You score points by "bumping" into the other player's coin. This is simply being in the space next to their coin, and then if they're still there by your next turn, moving onto it. I'll explain how this works.

Each turn a player may take one of the following actions:

1. You may Move (or Bump). If you're next to the other player's coin, you may either move away to the diagonal position, or you may "bump" them. I'll explain what happens with a bump below.

2. You may Flip your showing coin on the board from heads to tails or vice-versa.

3. You may Change your "message." You can take the three coins in front of you and without letting the other player see, change whether the top two coins are heads or tails and/or whether the hidden coin is heads or tails.

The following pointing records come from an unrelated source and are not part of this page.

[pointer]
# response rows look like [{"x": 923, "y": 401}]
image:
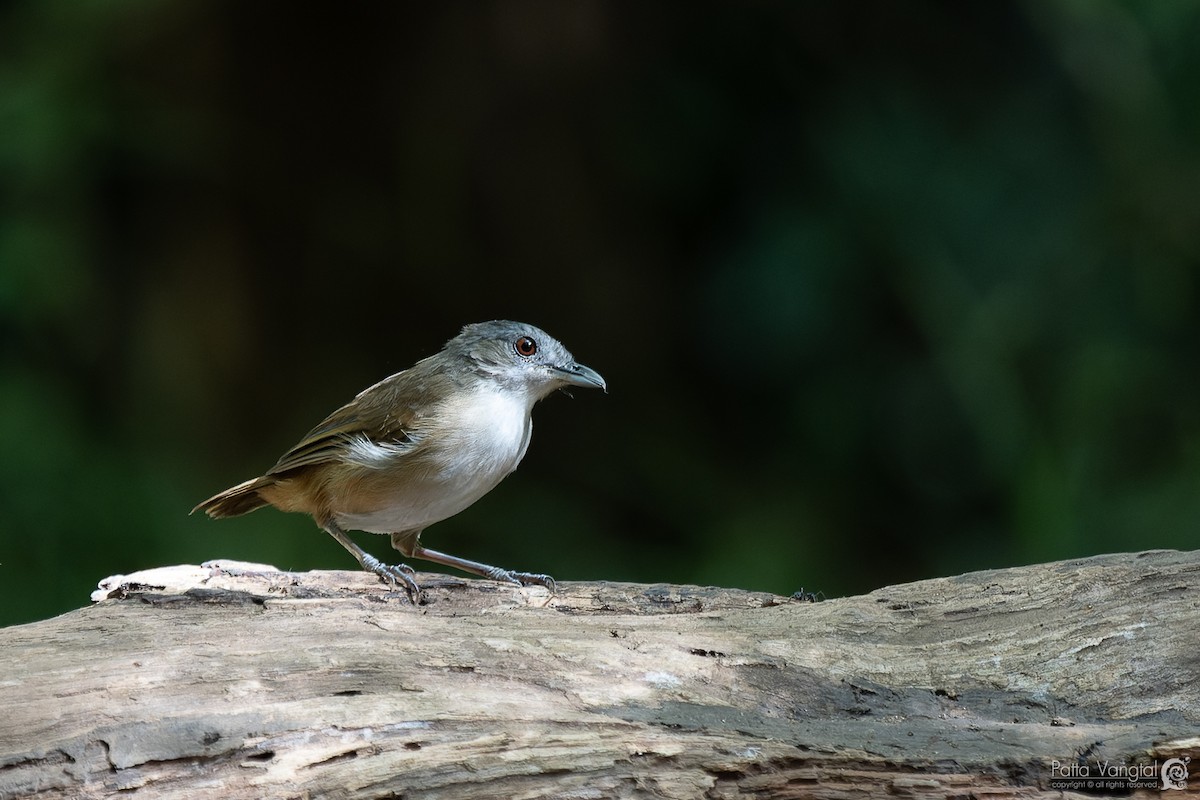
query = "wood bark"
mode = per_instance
[{"x": 227, "y": 681}]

Place the coins back in front of you.

Bumping and Scoring

When you bump into another player's coin:

1. You place your coin at the diagonal to the other player's coin, that is, the opposite corner of the board.

2. The bumped player reveals their "secret" coin.

3.1. If your showing coin (on the board) and the other player's secret coin are the same, you each get a point (make a tally on the paper the board is drawn on, or wherever).

3.2. If your showing coin and their secret coin are different, each player flips a coin.

3.3. If both flip tails, the bumpee gets three points, otherwise the bumper gets a point.

4. The bumped player rearranges their three message and secret coins. 

5. Continue play starting with the bumped player.

The End of the Game


The game ends when one player reaches ten points.


You can play cooperatively or competitively. Example scores is 3/10 or 7/10 meaning the losing player got three or seven respectively. A "good" cooperative game might be 9/10 or 10/10, for instance.


Strategy


You can use your message coins to signal the other player. Don't tell them which signals you are using--part of the fun of the game is trying to work it out. Also, you can just send random messages or you can lie.


For instance, both message coins on heads could mean "my hidden coin is heads" or it could mean "my hidden coin is the same as my showing coin" or it could be just random. You could even try to signal things like "please flip your showing coin."


Things might be able to get sophisticated, for example, signaling the other player that your message means one thing, both coins heads or tails, coin on top of the hidden coin one thing and the other one something else, whatever, and then switching in the middle of the game in order to trick them.


It should also be easy to "run away" from the other player if you need to change your message or flip your showing coin if you want to cooperate but are not set up right, in preparation for a successful cooperative bump a turn or two later.


Notes


There may be some tweaking on what happens when a "conflict bump" happens. I've tried to set it up to be on average even with the 3 to one coin flip thing.